Factor in Payroll Taxes

In addition to hourly wages, construction companies also have to pay payroll taxes for their employees. These taxes can include Social Security, Medicare, and unemployment insurance. The exact percentage of payroll taxes will vary depending on the state you’re in, but they typically range from 4 to 8 percent.

For example, if you estimated the project will take 50 hours to complete, and you’re paying your employees \$20 per hour, you would need to factor in an additional 4 percent for payroll taxes. This would bring the total labor cost for that portion of the project up to \$1,404.

Plan for Paid Time Off

Construction workers are entitled to paid time off, which needs to be factored into the labor costs as well. Depending on the size of your construction crew, this could end up being a significant portion of the overall labor costs.

For example, if you have a construction crew of ten workers and they each take two weeks of paid vacation per year, that’s twenty weeks of paid leave that needs to be accounted for in the labor costs.

In addition to wages and salaries, construction companies also have to pay for employee benefits, such as health insurance and retirement plans. These benefits can add up, so make sure to factor them into the labor costs when estimating a construction project.

The cost of benefits will vary depending on the type and size of the construction company, but they typically range from 10 to 30 percent of total labor costs.

For example, if the total labor cost for a construction project is \$100,000, the company would need to budget an additional \$10,000 to \$30,000 for employee benefits. This would bring the total labor cost for the project up to \$110,000 to \$130,000.

Whenever you hire new construction workers, there will be a training period where they learn the ropes and become productive members of the construction crew. These training costs need to be factored into the labor costs as well.
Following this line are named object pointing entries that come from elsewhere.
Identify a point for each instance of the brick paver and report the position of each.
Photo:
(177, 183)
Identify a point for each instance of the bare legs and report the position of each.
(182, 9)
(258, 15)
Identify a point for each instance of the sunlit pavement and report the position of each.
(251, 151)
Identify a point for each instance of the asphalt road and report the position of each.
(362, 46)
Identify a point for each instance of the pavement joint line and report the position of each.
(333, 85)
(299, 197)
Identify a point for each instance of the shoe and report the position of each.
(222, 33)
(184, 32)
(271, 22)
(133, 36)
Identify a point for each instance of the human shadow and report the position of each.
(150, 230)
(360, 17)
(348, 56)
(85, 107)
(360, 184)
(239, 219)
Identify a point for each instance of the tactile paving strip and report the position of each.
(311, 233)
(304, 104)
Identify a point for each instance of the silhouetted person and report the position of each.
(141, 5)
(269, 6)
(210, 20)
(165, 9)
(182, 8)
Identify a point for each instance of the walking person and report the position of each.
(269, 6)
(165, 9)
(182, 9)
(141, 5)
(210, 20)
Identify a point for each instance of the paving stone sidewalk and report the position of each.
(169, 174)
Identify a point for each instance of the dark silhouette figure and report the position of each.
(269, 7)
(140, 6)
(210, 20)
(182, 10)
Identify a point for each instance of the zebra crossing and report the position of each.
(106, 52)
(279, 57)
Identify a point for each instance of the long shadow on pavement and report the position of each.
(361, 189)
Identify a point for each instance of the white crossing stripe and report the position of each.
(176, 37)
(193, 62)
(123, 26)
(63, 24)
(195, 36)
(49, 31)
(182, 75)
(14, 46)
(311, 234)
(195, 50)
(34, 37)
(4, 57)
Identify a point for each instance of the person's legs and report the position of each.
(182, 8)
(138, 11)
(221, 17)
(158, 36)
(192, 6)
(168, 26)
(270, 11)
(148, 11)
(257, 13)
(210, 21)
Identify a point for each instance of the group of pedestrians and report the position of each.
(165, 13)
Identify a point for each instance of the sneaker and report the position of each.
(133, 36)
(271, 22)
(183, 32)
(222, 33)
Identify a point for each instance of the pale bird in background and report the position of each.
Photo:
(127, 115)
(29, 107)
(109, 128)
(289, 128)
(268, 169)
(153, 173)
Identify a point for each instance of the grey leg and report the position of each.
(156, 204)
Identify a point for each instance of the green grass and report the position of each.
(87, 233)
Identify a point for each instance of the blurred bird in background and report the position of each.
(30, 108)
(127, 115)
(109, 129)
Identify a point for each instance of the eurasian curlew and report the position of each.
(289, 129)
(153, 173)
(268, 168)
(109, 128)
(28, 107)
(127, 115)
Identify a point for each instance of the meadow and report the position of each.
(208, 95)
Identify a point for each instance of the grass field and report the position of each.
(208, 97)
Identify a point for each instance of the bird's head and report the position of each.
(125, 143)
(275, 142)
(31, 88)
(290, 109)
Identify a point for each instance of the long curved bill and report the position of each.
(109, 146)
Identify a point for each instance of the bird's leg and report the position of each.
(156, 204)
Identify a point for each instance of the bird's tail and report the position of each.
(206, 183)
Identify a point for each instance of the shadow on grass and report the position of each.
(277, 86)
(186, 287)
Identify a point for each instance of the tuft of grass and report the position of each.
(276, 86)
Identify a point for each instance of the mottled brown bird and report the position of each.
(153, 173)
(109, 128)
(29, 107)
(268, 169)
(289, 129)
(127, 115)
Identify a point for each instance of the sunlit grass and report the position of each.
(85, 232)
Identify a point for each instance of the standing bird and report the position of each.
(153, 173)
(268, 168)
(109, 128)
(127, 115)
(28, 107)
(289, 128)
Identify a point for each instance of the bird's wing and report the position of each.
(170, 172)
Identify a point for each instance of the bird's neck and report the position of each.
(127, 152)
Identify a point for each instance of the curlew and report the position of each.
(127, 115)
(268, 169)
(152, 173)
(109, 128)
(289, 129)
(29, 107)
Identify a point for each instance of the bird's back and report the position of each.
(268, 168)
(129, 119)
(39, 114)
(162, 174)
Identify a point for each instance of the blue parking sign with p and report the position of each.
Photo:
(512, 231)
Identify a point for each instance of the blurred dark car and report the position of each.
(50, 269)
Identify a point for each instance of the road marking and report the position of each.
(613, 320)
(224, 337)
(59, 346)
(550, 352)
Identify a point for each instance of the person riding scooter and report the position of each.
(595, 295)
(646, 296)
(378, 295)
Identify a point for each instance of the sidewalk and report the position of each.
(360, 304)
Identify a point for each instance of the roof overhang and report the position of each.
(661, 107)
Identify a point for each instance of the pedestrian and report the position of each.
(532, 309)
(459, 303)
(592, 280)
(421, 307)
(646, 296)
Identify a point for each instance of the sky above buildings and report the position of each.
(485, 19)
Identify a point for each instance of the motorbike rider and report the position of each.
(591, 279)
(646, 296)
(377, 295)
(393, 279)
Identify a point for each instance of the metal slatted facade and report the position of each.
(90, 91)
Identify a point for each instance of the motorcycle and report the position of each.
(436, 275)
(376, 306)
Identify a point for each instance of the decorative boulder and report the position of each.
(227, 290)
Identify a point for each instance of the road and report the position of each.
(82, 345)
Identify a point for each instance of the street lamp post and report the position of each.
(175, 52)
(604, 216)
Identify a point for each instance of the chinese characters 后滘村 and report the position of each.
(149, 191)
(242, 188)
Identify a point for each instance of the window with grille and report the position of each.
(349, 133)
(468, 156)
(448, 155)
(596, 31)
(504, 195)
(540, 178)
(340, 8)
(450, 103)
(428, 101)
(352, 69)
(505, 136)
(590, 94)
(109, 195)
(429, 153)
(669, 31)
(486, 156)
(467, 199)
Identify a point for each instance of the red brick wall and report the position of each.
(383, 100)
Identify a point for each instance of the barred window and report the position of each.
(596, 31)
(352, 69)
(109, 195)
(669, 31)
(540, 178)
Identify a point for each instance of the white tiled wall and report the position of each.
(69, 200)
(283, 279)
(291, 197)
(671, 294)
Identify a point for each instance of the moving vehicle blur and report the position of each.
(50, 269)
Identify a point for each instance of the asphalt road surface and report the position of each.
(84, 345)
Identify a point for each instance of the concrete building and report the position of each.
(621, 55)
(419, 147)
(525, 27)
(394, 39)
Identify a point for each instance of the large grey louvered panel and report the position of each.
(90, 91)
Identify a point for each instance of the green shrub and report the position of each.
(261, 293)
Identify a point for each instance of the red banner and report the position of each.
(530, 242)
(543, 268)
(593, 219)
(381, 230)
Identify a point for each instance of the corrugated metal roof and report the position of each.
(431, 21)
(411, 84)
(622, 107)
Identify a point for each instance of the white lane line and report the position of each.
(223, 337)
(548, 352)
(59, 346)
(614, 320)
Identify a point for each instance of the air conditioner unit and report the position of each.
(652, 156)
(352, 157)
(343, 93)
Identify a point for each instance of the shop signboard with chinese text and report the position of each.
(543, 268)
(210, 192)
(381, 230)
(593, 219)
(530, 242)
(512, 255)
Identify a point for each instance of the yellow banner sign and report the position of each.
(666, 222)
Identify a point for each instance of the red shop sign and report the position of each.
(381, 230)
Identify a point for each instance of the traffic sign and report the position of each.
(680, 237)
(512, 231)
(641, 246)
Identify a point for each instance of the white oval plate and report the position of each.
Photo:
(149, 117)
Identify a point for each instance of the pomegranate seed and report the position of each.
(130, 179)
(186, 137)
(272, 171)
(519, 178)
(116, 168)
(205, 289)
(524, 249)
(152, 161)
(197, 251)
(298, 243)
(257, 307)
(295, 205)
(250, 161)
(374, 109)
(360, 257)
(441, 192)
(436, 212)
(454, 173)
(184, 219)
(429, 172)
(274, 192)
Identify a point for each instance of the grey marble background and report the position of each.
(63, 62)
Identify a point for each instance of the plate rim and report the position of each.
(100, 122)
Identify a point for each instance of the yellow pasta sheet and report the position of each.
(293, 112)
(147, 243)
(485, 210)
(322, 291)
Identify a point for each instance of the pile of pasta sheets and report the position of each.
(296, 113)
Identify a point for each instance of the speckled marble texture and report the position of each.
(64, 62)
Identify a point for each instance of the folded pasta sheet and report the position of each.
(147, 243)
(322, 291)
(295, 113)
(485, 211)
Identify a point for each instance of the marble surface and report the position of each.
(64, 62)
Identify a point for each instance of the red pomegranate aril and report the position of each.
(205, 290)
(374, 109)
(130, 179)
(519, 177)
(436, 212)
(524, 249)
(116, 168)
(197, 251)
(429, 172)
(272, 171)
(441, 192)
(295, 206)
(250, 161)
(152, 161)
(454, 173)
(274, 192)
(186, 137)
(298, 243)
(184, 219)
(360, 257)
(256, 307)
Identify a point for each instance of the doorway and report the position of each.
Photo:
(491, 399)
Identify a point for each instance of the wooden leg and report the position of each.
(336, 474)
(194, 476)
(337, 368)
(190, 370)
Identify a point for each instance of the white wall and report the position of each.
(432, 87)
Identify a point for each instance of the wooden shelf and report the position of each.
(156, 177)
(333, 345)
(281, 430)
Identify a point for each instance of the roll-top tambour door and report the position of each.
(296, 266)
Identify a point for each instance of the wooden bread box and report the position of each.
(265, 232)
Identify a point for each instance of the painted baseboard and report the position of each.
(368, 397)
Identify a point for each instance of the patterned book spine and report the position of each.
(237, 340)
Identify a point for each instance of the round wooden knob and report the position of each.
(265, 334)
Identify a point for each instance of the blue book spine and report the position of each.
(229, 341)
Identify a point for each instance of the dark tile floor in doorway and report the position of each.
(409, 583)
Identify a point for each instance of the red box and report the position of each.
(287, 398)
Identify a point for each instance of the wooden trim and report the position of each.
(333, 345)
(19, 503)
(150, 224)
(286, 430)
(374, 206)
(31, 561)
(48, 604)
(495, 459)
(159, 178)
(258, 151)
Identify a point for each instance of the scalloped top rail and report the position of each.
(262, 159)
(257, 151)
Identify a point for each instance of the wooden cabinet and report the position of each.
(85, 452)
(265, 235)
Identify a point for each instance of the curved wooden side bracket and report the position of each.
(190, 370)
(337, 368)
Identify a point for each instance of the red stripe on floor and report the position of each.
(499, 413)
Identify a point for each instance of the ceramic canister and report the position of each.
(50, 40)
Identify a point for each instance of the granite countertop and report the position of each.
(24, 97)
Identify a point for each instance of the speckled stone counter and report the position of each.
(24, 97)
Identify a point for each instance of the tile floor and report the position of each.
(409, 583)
The cost of training will vary depending on the type of construction work and the experience level of the workers, but it typically ranges from \$500 to \$1,000 per worker.

For example, if you’re hiring ten new construction workers, the training costs could range from \$5,000 to \$10,000.

Conclusion

As you can see, a few different factors need to be considered when estimating the labor costs for construction projects. By taking the time to understand these factors, you’ll be able to more accurately estimate the labor costs for your construction projects.